2. Search is not disappearing, it’s expanding

Search is evolving from a place where people type short queries and scan links, to an environment where people ask more complex questions, refine their intent, compare options and get closer to an outcome.

Presence is no longer only about keyword coverage. It is about being relevant in context. It is about having the content, creative, landing pages and product information that help a brand become a useful answer when intent is forming.

3. The gap between discovery and decision is shrinking

The journey from awareness to action is getting shorter. AI is compressing discovery, evaluation, decision and purchase. Because users are asking more detailed questions and receiving personalised guidance in the same place, they are no longer moving through a neat, linear funnel. The gap between discovery and decision is closing fast.

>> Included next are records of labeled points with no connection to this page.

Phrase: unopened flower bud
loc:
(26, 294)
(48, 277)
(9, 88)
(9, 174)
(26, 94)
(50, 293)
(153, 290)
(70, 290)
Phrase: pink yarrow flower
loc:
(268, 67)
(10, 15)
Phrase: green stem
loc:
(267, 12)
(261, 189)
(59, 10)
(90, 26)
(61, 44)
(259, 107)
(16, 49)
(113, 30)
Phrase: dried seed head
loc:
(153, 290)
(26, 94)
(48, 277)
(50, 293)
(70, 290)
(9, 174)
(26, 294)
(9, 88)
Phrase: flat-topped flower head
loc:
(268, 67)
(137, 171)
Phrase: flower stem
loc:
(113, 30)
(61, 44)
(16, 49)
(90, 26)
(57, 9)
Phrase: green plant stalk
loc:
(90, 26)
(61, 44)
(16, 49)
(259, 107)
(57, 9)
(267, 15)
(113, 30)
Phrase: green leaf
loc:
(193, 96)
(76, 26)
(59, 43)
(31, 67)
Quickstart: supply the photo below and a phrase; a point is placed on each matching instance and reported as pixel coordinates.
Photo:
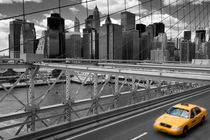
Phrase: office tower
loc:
(27, 37)
(42, 45)
(90, 43)
(187, 51)
(144, 46)
(56, 36)
(187, 35)
(131, 45)
(141, 28)
(161, 53)
(93, 21)
(96, 19)
(127, 21)
(73, 44)
(14, 38)
(76, 25)
(159, 28)
(89, 22)
(200, 35)
(171, 49)
(110, 40)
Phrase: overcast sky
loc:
(170, 16)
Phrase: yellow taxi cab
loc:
(178, 119)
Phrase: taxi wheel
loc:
(185, 130)
(203, 120)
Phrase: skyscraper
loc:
(73, 44)
(201, 35)
(27, 37)
(127, 21)
(141, 28)
(159, 28)
(56, 36)
(110, 40)
(76, 25)
(42, 45)
(14, 38)
(131, 45)
(187, 35)
(90, 43)
(93, 21)
(96, 19)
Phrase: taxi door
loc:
(193, 120)
(198, 115)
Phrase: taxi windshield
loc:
(179, 112)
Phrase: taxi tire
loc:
(203, 120)
(185, 131)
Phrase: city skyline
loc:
(11, 8)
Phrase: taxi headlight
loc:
(157, 122)
(175, 127)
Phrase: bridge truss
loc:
(109, 88)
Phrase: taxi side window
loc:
(192, 113)
(197, 110)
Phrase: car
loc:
(181, 117)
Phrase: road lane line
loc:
(145, 133)
(134, 116)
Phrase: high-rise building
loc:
(187, 51)
(42, 45)
(187, 35)
(90, 43)
(141, 28)
(201, 35)
(56, 36)
(27, 37)
(14, 38)
(96, 19)
(159, 28)
(89, 22)
(76, 25)
(144, 49)
(127, 21)
(73, 45)
(93, 21)
(131, 45)
(110, 40)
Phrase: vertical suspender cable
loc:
(170, 18)
(177, 14)
(87, 8)
(125, 4)
(195, 16)
(24, 10)
(184, 13)
(161, 10)
(59, 6)
(203, 15)
(139, 11)
(190, 16)
(151, 10)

That puts more pressure on every asset in the chain — landing pages need to be more useful, product information richer, creative harder-working. Feeds, content, reviews, measurement and conversion signals all matter more when AI systems are helping interpret relevance and intent.

Landing pages need to be more useful. Product information needs to be richer. Creative needs to work harder. Feeds, content, reviews, measurement and conversion signals all matter more when AI systems are helping interpret relevance and intent.

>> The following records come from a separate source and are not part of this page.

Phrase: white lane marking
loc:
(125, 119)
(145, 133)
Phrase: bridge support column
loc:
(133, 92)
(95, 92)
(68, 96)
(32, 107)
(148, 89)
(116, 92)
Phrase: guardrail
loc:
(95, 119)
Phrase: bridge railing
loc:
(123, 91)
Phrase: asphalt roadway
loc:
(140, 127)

4. Automation raises the bar on fundamentals

In other words, AI-powered platforms are not a shortcut around good marketing fundamentals. They reward them. The performance uplift does not come from simply “turning on AI”. It comes from creating the right conditions for AI to work well.

That is a useful reminder for anyone managing performance media: the work is shifting, but it is not becoming less strategic.

5. Marketing needs a stronger commercial language

Marketing needs to get better at translating its value into the language of the business. Too much reporting still gets trapped in platform metrics. Clicks, conversions, CPA and ROAS matter, but they are not always enough to explain marketing’s contribution to long-term enterprise value.

That feels especially relevant as AI and automation take on more of the tactical campaign execution. The strategic value for marketers will increasingly come from asking better commercial questions, setting better goals, and helping businesses understand what kind of growth they are actually paying for.

So what does this all mean?

For me, the biggest shift is away from managing channels in isolation and towards building systems that work together.

Media, creative, data, content, product information, landing pages and measurement can no longer sit in separate boxes. They are all part of the same performance environment.

That is what modern platforms are learning from. More importantly, that is what modern consumers are experiencing.

Google Honours was energising, slightly overwhelming, and a privilege to be part of. I came away proud to represent AUNZ, grateful for the experience, and more convinced than ever that the future of marketing belongs to teams that can combine strong fundamentals with a willingness to adapt early.